Make sure you have a laptop available during each lecture with SPSS version 21 or higher and the latest version of R and R-Studio (for details see Blackboard).
This course is about a large variety of methods for multivariate analysis and multidimensional data analysis. The first part (seven course-days) deals with the analysis of measurements for N objects (persons) on P variables (attributes), and we typically wish to understand the relationships between those objects and variables. The data are usually given in one or more multivariate data matrices. The course extends classical approaches to multivariate analysis in various ways. We will not only deal with numeric, but also with categorical (both nominal and ordinal) multivariate data. In addition, we will be able to deal with nonlinear relationships between variables. Both extensions are part of the same optimal quantification/nonlinear transformation framework. Key concepts are dimension reduction and visualization (in principal components and correspondence analysis), and prediction and regularization (in multiple regression analysis).
The second part of the course (two course-days) is about a very important group of multidimensional techniques for the analysis of proximity data between objects (given in one or more N by N matrices) and preference data between row objects and column objects (in one or more N by M matrices). For the analysis of proximities and preferences, we use the terms multidimensional scaling and multidimensional unfolding, respectively. Here dimension reduction and visualization are of utmost importance by definition, while nonlinear transformations also play an important part.

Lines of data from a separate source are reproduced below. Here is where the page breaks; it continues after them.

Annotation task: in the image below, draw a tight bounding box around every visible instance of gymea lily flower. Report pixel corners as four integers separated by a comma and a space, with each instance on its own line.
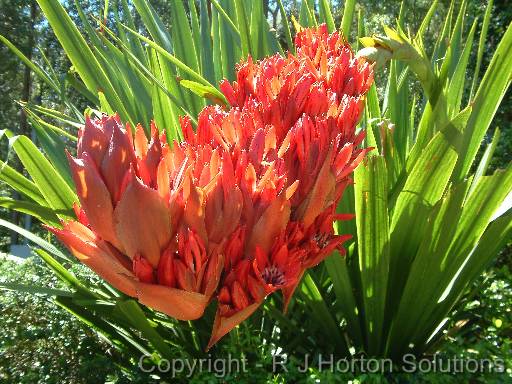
51, 24, 374, 349
51, 116, 224, 320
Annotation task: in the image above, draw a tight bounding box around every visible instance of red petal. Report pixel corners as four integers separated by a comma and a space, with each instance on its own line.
156, 159, 170, 201
281, 270, 304, 313
254, 246, 268, 270
218, 286, 231, 303
135, 283, 209, 320
113, 172, 171, 268
51, 221, 136, 297
247, 274, 266, 302
220, 79, 237, 105
297, 148, 336, 228
333, 143, 353, 172
248, 191, 291, 255
157, 246, 176, 287
174, 259, 196, 292
68, 152, 121, 250
77, 116, 109, 165
133, 254, 155, 283
100, 122, 136, 202
273, 244, 289, 269
183, 174, 208, 244
72, 202, 89, 226
207, 303, 261, 350
202, 251, 223, 297
134, 123, 148, 158
231, 280, 249, 310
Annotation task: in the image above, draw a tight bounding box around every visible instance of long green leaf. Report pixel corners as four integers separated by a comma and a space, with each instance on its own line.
0, 197, 60, 226
468, 127, 500, 196
0, 282, 73, 297
122, 24, 218, 90
324, 252, 363, 347
299, 272, 349, 356
354, 156, 390, 355
0, 218, 69, 260
446, 19, 477, 116
116, 300, 174, 359
470, 0, 493, 98
277, 0, 293, 52
8, 134, 76, 217
210, 0, 242, 45
36, 0, 130, 121
453, 22, 512, 181
234, 0, 251, 57
0, 34, 58, 92
340, 0, 356, 39
387, 182, 469, 356
36, 249, 96, 298
0, 160, 46, 205
199, 0, 216, 84
319, 0, 335, 33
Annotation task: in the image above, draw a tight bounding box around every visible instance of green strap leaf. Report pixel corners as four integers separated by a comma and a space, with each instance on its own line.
179, 80, 227, 105
354, 156, 390, 355
28, 115, 74, 188
210, 0, 242, 47
387, 181, 470, 356
0, 218, 69, 260
324, 252, 363, 347
199, 0, 216, 84
122, 24, 218, 90
341, 0, 356, 39
36, 0, 131, 121
0, 197, 60, 226
319, 0, 336, 33
453, 22, 512, 181
234, 0, 251, 57
131, 0, 173, 51
470, 0, 493, 98
0, 160, 47, 205
35, 1, 105, 98
169, 0, 200, 73
56, 296, 150, 358
277, 0, 294, 53
0, 34, 59, 92
36, 249, 97, 298
468, 127, 500, 196
116, 300, 174, 359
188, 0, 202, 63
299, 272, 349, 356
8, 134, 76, 218
0, 282, 73, 297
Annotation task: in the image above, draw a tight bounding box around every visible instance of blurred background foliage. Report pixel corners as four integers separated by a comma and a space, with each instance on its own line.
0, 0, 510, 382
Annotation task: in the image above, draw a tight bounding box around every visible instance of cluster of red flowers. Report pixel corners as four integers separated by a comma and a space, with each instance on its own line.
51, 25, 374, 348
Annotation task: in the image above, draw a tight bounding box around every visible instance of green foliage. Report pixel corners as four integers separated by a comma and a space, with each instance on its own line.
0, 256, 127, 383
2, 255, 509, 383
315, 0, 512, 359
0, 0, 510, 381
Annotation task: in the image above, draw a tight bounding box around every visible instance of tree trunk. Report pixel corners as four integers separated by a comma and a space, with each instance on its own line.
263, 0, 269, 19
10, 0, 37, 246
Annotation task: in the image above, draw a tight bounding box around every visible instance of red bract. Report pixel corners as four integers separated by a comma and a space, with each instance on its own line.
51, 24, 373, 349
51, 116, 224, 320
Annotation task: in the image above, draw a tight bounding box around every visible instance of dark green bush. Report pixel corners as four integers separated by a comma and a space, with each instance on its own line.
0, 257, 128, 383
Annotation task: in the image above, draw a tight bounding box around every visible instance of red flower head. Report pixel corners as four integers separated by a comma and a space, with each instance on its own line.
52, 116, 227, 320
201, 25, 373, 346
51, 25, 373, 349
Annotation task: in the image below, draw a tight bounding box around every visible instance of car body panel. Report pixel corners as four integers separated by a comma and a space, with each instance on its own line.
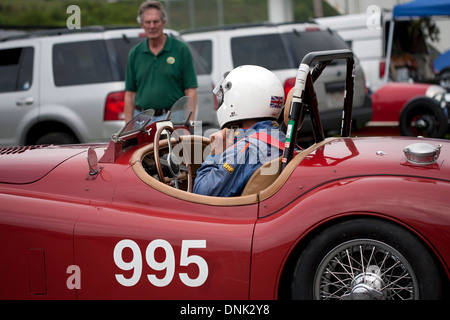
0, 145, 86, 184
73, 201, 255, 299
0, 191, 80, 299
257, 136, 446, 212
251, 175, 450, 298
1, 133, 449, 299
371, 82, 429, 122
1, 49, 449, 300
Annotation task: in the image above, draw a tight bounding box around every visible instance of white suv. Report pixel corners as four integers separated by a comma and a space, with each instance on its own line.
0, 27, 216, 146
182, 23, 372, 134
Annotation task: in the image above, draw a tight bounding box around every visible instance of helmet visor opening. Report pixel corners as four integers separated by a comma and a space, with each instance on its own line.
213, 71, 231, 107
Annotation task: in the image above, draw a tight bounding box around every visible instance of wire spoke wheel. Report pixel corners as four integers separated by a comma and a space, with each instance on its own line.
314, 239, 418, 300
291, 219, 444, 300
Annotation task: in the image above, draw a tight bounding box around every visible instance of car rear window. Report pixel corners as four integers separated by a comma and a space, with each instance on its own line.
53, 40, 114, 86
284, 30, 349, 65
188, 44, 209, 75
106, 36, 143, 81
0, 47, 33, 93
188, 40, 213, 73
230, 30, 349, 71
231, 33, 292, 70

The third part of the course (five course-days) will focus on classification methods. Here the interest is primarily in the question whether we can predict the class an object (subject, person) belongs to from a predefined set of classes given a set of explanatory variables. Three methods will be presented in detail: discriminant analysis, multinomial logistic regression and cluster analsyis. The methods will be presented, and students will also learn how to program some methods in R. Next to R, the first two parts of the course will also use the IBM-SPSS package CATEGORIES, which has been developed in Leiden.
See the Leiden University students' website for the Statistical Science programme -> Schedules 2018-2019
Mode of Instruction
The course consists of 2 course-days per week. Each course-day contains a two-hour lecture and a two-hour practical.
Assessment will be based on a written exam (60%) and 4 assignments (40%). The minimum required grade for the written exam is a 5. The minimum required average grade for the home assignments is a 5.
Date information about the exam and resit can be found in the Time Table. The room and building for the exam will be announced on the electronic billboard, to be found at the opposite of the entrance, the content can also be viewed here http://info.liacs.nl/math/.
The written exam is a closed exam. Books, laptop, internet or any other sources of external information are not allowed during the exam.
Reading material will be announced at the start of the course.
Enroll in Blackboard for the course materials and course updates.
To be able to obtain a grade and the EC for the course, sign up for the (re-)exam in uSis ten calendar days before the actual (re-)exam will take place. Note, the student is expected to participate actively in all activities of the program and therefore uses and registers for the first exam opportunity.
Exchange and Study Abroad students, please see the Prospective students website for information on how to apply.
elise.dusseldorp [at] math [dot] leidenuniv [dot] nl
- This is a compulsory course of the Master Statistical Science for the Life and Behavioural sciences / Data Science.